An efficient parallelization technique for x264 encoder on heterogeneous platforms consisting of CPUs and GPUs

  • Authors:
  • Youngsub Ko;Youngmin Yi;Soonhoi Ha

  • Affiliations:
  • School of EECS, Seoul National University, Seoul, Korea;School of ECE, University of Seoul, Seoul, Korea;School of EECS, Seoul National University, Seoul, Korea

  • Venue:
  • Journal of Real-Time Image Processing
  • Year:
  • 2014

Quantified Score

Hi-index 0.00

Visualization

Abstract

H.264/AVC video encoders have been widely used for its high coding efficiency. Since the computational demand proportional to the frame resolution is constantly increasing, it has been of great interest to accelerate H.264/AVC by parallel processing. Recently, graphics processing units (GPUs) have emerged as a viable target for accelerating general purpose applications by exploiting fine-grain data parallelisms.
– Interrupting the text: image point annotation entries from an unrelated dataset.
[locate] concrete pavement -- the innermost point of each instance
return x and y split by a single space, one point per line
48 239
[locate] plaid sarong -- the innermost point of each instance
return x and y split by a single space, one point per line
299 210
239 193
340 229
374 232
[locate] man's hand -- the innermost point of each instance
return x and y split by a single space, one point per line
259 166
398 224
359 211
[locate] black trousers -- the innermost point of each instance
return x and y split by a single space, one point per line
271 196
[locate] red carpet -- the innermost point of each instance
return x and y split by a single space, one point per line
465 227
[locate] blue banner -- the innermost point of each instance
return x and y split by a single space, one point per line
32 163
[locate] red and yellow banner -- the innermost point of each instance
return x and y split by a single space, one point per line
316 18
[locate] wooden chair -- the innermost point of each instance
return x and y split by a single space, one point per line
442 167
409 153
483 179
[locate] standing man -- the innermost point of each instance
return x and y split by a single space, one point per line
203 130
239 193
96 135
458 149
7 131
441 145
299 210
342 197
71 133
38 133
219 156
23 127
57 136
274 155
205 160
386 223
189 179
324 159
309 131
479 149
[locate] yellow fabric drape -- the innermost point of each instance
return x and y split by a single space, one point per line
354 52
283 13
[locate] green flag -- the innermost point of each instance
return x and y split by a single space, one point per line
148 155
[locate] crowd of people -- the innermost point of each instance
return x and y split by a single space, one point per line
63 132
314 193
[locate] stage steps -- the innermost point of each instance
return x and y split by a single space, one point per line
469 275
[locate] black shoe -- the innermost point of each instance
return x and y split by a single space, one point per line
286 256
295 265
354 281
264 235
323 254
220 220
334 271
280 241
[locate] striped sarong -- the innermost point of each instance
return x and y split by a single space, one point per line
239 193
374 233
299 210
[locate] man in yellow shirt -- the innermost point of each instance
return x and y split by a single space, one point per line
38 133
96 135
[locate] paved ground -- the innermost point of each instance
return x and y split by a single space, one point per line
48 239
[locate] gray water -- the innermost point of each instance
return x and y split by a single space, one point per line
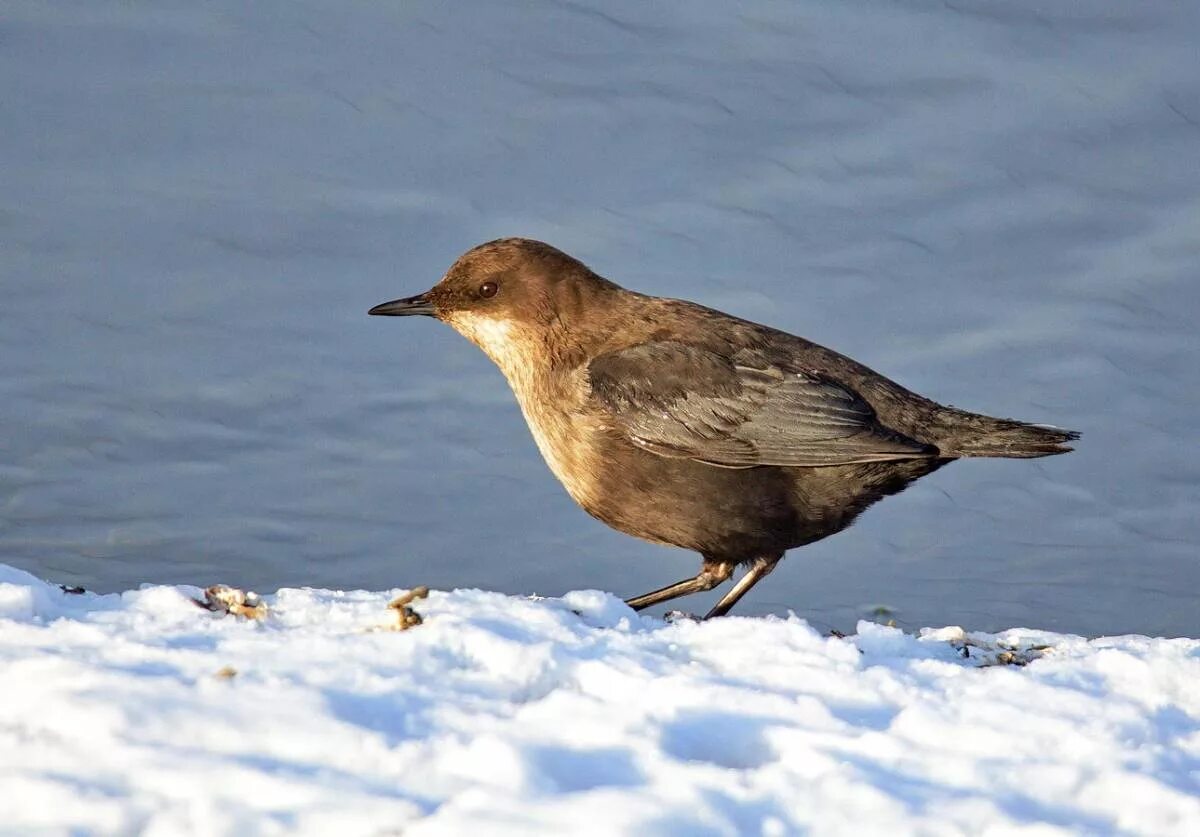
995 204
Despite extensive research efforts to use GPUs to accelerate the H.264/AVC algorithm, it has not been successful to achieve any speed-up over the x264 algorithm that is known as the fastest CPU implementation, mainly due to significant communication overhead between the host CPU and the GPU and intra-frame dependency in the algorithm. In this paper, we propose a novel motion-estimation (ME) algorithm tailored for NVIDIA GPU implementation. It is accompanied by a novel pipelining technique, called sub-frame ME processing, to effectively hide the communication overhead between the host CPU and the GPU. Further, we incorporate frame-level parallelization technique to improve the overall throughput. Experimental results show that our proposed H.264 encoder has higher performance than x264 encoder.